Tras vigilar el traslado de Alonso -fallecerá poco después, en el hospital- Arango se acerca a echar un vistazo al teniente Jacinto Ruiz, a quien en ese momento colocan en una camilla. Ruiz, que hasta ahora no ha recibido más atención que un mal vendaje, está pálido por la pérdida de sangre. Su respiración entrecortada hace temer a Arango -ignora que el teniente de Voluntarios del Estado padece de asma- que haya una lesión mortal en los pulmones.
– Se lo llevan ahora, Ruiz -le dice Arango, inclinándose a su lado-. Se curará.
El otro lo mira aturdido, sin comprender.
– ¿Van a… fusilarme? -pregunta al fin, con voz desmayada.
– No diga barbaridades, hombre. Todo acabó.
– Morir desarmado… De rodillas -balbucea Ruiz, cuya piel sucia reluce de sudor-. Una ignominia… No es final para un soldado.
– Nadie va a fusilarle, créame. Nos han dado garantías.
La mano derecha del herido, asombrosamente vigorosa por un momento, se engarfía en un brazo de Arango.
– Fusilado no es… manera honrosa… de acabar.

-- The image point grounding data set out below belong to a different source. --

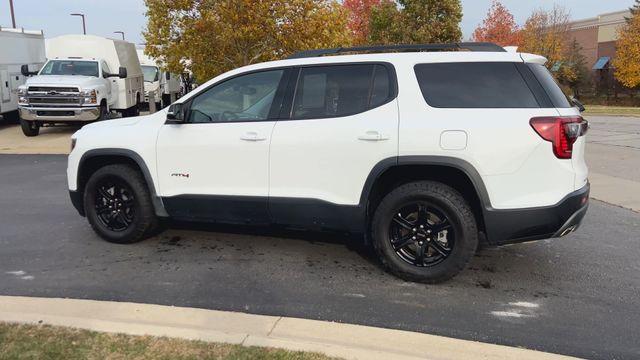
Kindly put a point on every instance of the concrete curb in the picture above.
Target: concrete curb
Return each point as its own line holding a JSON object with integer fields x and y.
{"x": 334, "y": 339}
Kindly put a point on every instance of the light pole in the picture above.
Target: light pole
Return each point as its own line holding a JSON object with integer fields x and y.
{"x": 84, "y": 27}
{"x": 13, "y": 17}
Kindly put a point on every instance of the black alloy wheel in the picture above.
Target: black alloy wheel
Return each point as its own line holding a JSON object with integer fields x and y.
{"x": 421, "y": 234}
{"x": 114, "y": 204}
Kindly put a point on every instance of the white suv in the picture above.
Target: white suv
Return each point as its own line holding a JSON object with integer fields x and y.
{"x": 425, "y": 150}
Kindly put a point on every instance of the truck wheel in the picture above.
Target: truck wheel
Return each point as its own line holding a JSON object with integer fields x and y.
{"x": 30, "y": 128}
{"x": 424, "y": 231}
{"x": 118, "y": 204}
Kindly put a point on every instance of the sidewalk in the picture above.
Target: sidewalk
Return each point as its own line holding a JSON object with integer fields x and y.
{"x": 334, "y": 339}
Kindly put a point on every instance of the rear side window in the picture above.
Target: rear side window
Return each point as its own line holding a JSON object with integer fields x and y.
{"x": 474, "y": 85}
{"x": 340, "y": 90}
{"x": 546, "y": 80}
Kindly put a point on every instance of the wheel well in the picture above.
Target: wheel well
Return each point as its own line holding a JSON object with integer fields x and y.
{"x": 448, "y": 175}
{"x": 92, "y": 164}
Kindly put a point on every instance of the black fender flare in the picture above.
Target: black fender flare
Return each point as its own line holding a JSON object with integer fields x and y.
{"x": 155, "y": 199}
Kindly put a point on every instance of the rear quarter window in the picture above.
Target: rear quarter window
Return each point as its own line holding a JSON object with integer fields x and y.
{"x": 474, "y": 85}
{"x": 546, "y": 80}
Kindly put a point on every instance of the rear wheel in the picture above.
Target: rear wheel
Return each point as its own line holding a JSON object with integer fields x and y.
{"x": 424, "y": 231}
{"x": 30, "y": 128}
{"x": 118, "y": 204}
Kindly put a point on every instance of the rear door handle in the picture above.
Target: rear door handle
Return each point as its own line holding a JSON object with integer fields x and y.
{"x": 373, "y": 136}
{"x": 252, "y": 136}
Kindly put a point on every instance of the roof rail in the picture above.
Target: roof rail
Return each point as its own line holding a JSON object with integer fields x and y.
{"x": 468, "y": 46}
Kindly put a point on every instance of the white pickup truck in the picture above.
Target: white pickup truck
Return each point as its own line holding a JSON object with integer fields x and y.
{"x": 85, "y": 78}
{"x": 165, "y": 86}
{"x": 26, "y": 48}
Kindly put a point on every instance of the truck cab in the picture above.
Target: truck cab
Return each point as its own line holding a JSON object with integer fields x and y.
{"x": 69, "y": 89}
{"x": 101, "y": 76}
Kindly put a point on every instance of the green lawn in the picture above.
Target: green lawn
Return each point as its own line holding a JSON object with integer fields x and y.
{"x": 611, "y": 110}
{"x": 49, "y": 342}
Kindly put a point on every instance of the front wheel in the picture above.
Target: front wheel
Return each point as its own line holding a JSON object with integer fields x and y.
{"x": 118, "y": 204}
{"x": 424, "y": 231}
{"x": 30, "y": 128}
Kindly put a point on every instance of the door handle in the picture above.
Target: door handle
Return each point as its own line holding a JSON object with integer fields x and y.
{"x": 373, "y": 136}
{"x": 252, "y": 136}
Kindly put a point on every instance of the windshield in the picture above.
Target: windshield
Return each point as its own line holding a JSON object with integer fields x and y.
{"x": 150, "y": 73}
{"x": 70, "y": 67}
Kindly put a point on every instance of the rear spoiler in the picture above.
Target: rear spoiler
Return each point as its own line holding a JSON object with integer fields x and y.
{"x": 531, "y": 58}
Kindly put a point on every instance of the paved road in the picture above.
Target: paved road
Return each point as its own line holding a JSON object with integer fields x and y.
{"x": 577, "y": 296}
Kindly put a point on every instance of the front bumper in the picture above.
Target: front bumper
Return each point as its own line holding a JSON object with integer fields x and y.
{"x": 520, "y": 225}
{"x": 54, "y": 114}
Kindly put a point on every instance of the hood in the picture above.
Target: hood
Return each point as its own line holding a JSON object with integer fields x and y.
{"x": 62, "y": 80}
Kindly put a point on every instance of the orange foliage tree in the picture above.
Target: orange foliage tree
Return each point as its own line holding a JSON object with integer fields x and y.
{"x": 359, "y": 12}
{"x": 498, "y": 27}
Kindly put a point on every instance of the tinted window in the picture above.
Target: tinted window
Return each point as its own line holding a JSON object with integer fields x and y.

Dos enfermeros se hacen cargo del teniente. Al levantar la camilla su cabeza cae a un lado, balanceándose al paso de quienes lo llevan. Arango lo mira alejarse, y luego echa un vistazo en torno. No tiene nada más que hacer allí -los civiles heridos están siendo llevados al convento de las Maravillas-, y las palabras de Jacinto Ruiz le producen singular desazón. Su experiencia de las últimas horas, el trato que se da a los paisanos y la enormidad de las bajas imperiales, lo preocupa. Arango sabe lo que puede esperarse de las garantías francesas y del poco vigor con que las autoridades españolas defienden a su gente. Todo dependerá, en última instancia, del capricho de Murat. Y no van a ser pundonorosos gentilhombres como el comandante Montholon los que detengan a su general en jefe, si éste decide dar amplio y sonado escarmiento. «Deberías poner tierra de por medio, Rafael», se dice con una punzada de alarma. De pronto, el recinto devastado del parque de artillería le parece una trampa de las que llevan derecho al cementerio.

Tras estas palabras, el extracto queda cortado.